Civics: Atmospherics vs Reality

Casey Chalk:

“The growing influence of the doctrine on my way of thinking came up against the resistance of my whole nature,” writes Nobel laureate Czeslaw Miłosz in The Captive Mind, of his experience in post-war Stalinist Poland of bureaucratically driven tyranny. That also well describes the feeling many Americans have—Miłosz describes it as something originating in the stomach—when confronted with the ever-growing list of irrational behaviors demanded of us by the progressivist pandemic regime.

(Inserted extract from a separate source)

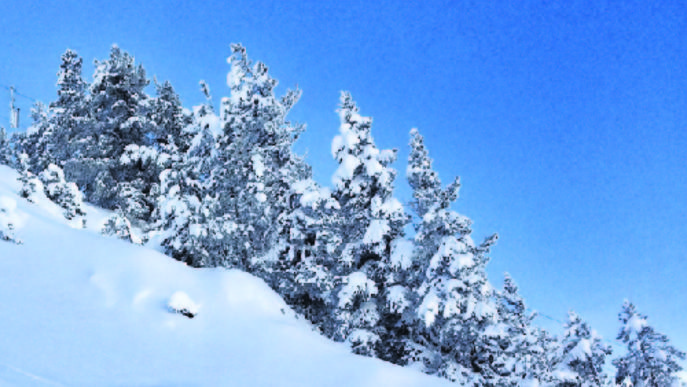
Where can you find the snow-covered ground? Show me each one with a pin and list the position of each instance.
(82, 309)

Like the Eastern Bloc, our culture is one in which our public behavior bears increasingly little resemblance to what we know to actually be the case. Such a dualistic, dissociative identity disorder is not a recipe for civic health.

In countless scenarios acted out every day, Americans are expected to engage in various performative gestures that we know are incoherent—if not absurd—and yet, for the sake of conformity and a very real concern that we will be professionally or personally penalized, we assent to them. In the process, our real self becomes disconnected from our public self, and we slowly become cynical and disillusioned. When citizens no longer believe laws, rules, and cultural norms are coherent or ordered to their good, they lose faith in their society and its governing institutions.

Perhaps the most salient example of play-acting is America’s handling of the Covid-19 pandemic, which has resulted in what comedian Jim Breuer describes as an endless game of “Simon Says.” As Breuer explains: “Simon Says: ‘Put your mask on when you go into a restaurant.’ Simon Says: ‘Sit down and take it off.’” If we get up to use the restroom, the mask must go back on; as long as we are periodically sipping our beer or water, the mask can stay off. At our jobs, our cafeterias are filled with maskless coworkers talking, laughing, eating, spreading their germs all over the place, but we are mandated to keep ours on as we walk past them. We know this doesn’t make any sense, but we play along anyway, often out of a sense of exhaustion or fear of retribution.

But it’s not just pandemic-related health directives. The technocratic regime commands us to respect the ever-expanding list of preferred pronouns and gender identities of our fellow citizens or risk accusations of “gendered violence” or “deadnaming”—crimes that until recently no one even knew existed. Our employers urge us to affirm and celebrate coworkers who spend company time organizing events and writing corporate emails declaring their sexual preferences and lifestyles, while we silently wonder how these people’s fetishes have anything to do with, well, work. And though it remains illegal for an employer to make decisions about job assignments and promotions based on race, recruiters and managers are explicitly or implicitly coerced to diversify their offices and ensure the “right people” are promoted for the sake of diversity and inclusion.